Les premiers rendez-vous servent en général à cerner les difficultés, pas toujours clairement identifiées, de ceux qui viennent frapper à la porte du PEJ. « Quand des parents arrivent pour ce type de problèmes, nous essayons tout d’abord de prendre de la distance avec leur plainte et de comprendre comment fonctionne la famille. Car l’addiction est, dans la plupart des cas, le symptôme d’autre chose », avertit Eric Gautier. Généralement, l’accompagnement consiste essentiellement en un travail de médiation entre les parents et leur enfant. « D’un côté, nous tentons de voir avec les parents ce qu’ils peuvent encore mobiliser dans leur stratégie et, de l’autre, nous invotons le jeune à s’exprimer sur son usage. Car les deux parties appréhendent rarement les choses de la même manière », analyse Eric Gautier. « Être en permanence présent sur les réseaux sociaux est normal. Si l’on n’y est pas, c’est trop bizarre », répondent, en effet, la plupart des jeunes concernés. « Les adultes ont du mal à se rendre compte à quel point les écrans sont implantés dans leur vie. Nous sommes la première génération confrontée à cette révolution numérique qui nous dépasse », rappelle Eric Gautier. Mais si certains parents s’inquiètent prématurément, d’autres cas sont bien plus alarmants.
« Exceptionnellement, nous pouvons être amenés à nous rendre au domicile familial pour toquer à la porte de la chambre d’un gamin qui est scotché 12 à 15 heures par jour sur son ordinateur. Il peut même arriver, si celui-ci refuse de nous ouvrir, que nous soyons obligés d’entamer le dialogue à travers une porte fermée », témoigne Dominique Mazelaygue, également éducateur spécialisé à l’Arpade. « Dans les cas les plus critiques, il peut y avoir une inversion des cycles jour-nuit. C’est la conséquence la plus caractéristique d’une dynamique d’isolement.

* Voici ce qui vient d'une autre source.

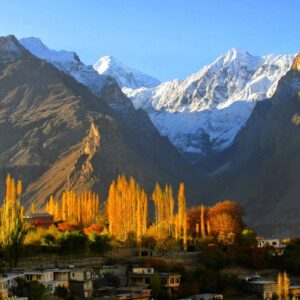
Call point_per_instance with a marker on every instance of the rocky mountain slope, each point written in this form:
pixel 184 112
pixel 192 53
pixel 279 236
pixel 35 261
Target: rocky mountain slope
pixel 261 169
pixel 54 131
pixel 203 113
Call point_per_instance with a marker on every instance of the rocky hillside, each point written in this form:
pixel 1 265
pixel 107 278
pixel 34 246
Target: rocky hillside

Pour remettre en place un cycle de sommeil naturel, il peut-être nécessaire de passer par une prise en charge médicale en concertation avec le médecin de famille », complète Éric Gautier.
« Mais nous avons peu d’outils à notre disposition et pas de protocole établi »

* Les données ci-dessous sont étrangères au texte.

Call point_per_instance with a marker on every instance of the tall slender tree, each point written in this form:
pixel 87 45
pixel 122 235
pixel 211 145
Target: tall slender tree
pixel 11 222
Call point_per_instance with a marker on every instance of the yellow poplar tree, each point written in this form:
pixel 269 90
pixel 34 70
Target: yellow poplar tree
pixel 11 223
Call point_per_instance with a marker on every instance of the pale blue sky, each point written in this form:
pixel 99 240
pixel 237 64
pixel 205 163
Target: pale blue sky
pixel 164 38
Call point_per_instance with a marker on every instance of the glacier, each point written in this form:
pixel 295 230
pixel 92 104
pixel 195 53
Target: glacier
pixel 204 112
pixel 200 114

Une fois le premier contact établi, les éducateurs s’attellent à un long travail de prise de conscience de la situation. « Selon le point de vue du jeune, ce n’est pas l’ordinateur ou sa pratique qui posent problème, mais ses parents », explique Dominique Mazelaygue. « Dans un deuxième temps, nous essayons de déterminer ce qu’il est prêt à faire. L’idéal est d’identifier un embryon de motivation que l’on puisse stimuler sans être trop insistant. Si nous ne trouvons pas le moindre désir, c’est que nous sommes face à une dépression et nous nous tournons vers le psychologue. Nous avons peu d’outils à notre disposition et pas de protocole établi. Nous devons tout réinventer systématiquement », résume Eric Gautier. Accompagner un jeune pour un rendez-vous avec le conseiller d’orientation, le convaincre de s’asseoir à table avec sa famille ou seulement le faire sortir de sa chambre. Dans le combat contre l’isolement et l’usage excessif des écrans, les gestes les plus simples peuvent prendre la saveur d’une victoire.